CHARLES DE NAVARRE, 2 vol. in-8, 1836. — Gaston Phœbus, comte de Foix, venait de sanctionner la paix avec les Armagnacs, par le mariage de son fils Yvain avec Béatrix d’Armagnac. Charles de Navarre, qui avait longtemps compté sur un mariage entre sa fille et le jeune comte de Foix, attira près de lui Yvain et sa jeune épouse, sous le prétexte de venir rendre hommage à sa mère, femme de Gaston Phœbus, qui s’était retirée près de lui après l’assassinat par Phœbus, de Pierre de Béarn. Yvain désirait ardemment une réconciliation entre son père et sa mère ; Charles de Navarre profita de ce désir et de la naïve simplicité d’Yvain, auquel il remit un petit sachet plein d’une poudre miraculeuse qui devait ramener son père à de meilleurs sentiments dès qu’il en aurait goûté. Yvain se chargea de mêler cette poudre aux aliments de son père ; mais au moment où il exécutait ce dessein, un page le dénonça, et Phœbus fut sauvé, car la soi-disant poudre miraculeuse était un violent poison. Le comte de Foix, croyant que son fils avait tramé avec sa mère un complot contre ses jours, s’abandonna aux transports de sa fureur, et dans un accès de frénésie il tua Yvain.

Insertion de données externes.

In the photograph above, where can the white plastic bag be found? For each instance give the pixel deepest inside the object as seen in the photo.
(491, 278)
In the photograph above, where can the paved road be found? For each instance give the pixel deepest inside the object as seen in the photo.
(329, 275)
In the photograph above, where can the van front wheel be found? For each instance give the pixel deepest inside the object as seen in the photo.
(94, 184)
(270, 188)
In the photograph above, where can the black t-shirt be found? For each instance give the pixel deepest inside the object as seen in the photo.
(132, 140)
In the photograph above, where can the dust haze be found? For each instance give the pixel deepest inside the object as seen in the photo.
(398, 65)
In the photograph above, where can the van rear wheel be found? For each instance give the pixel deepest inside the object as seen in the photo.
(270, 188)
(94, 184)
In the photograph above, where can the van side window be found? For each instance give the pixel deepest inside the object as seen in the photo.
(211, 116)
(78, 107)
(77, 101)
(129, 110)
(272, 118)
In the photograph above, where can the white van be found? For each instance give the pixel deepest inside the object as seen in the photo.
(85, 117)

Trop tard désabusé, il mourut de désespoir, après avoir déjoué les coupables intrigues de Charles de Navarre, qui expia par sa mort les crimes de sa vie ; le feu prit à son lit, et il fut presque entièrement consumé avant qu’on pût le secourir. — Le comte Gaston Phœbus, tel que le représente l’auteur, est le type fidèlement reproduit de ces hauts et puissants seigneurs, exerçant un pouvoir souverain, étalant un faste royal, superbes et cruels, se livrant sans retenue à la fougue de leurs passions, et faisant tout plier sous leur main de fer. La féodalité du XIVe siècle apparaît armée de toutes pièces dans le château de Coarase : le souverain, le feudataire, les prêtres, le chevalier, le vassal, l’écuyer, le page, la chasse, la guerre, l’amour, tout s’agite, se pose, parle selon les mœurs et les lois de l’époque, dans ce roman plein de charme et d’intérêt, dans cette histoire puisée aux bonnes sources, formulée avec une élégante et précieuse concision.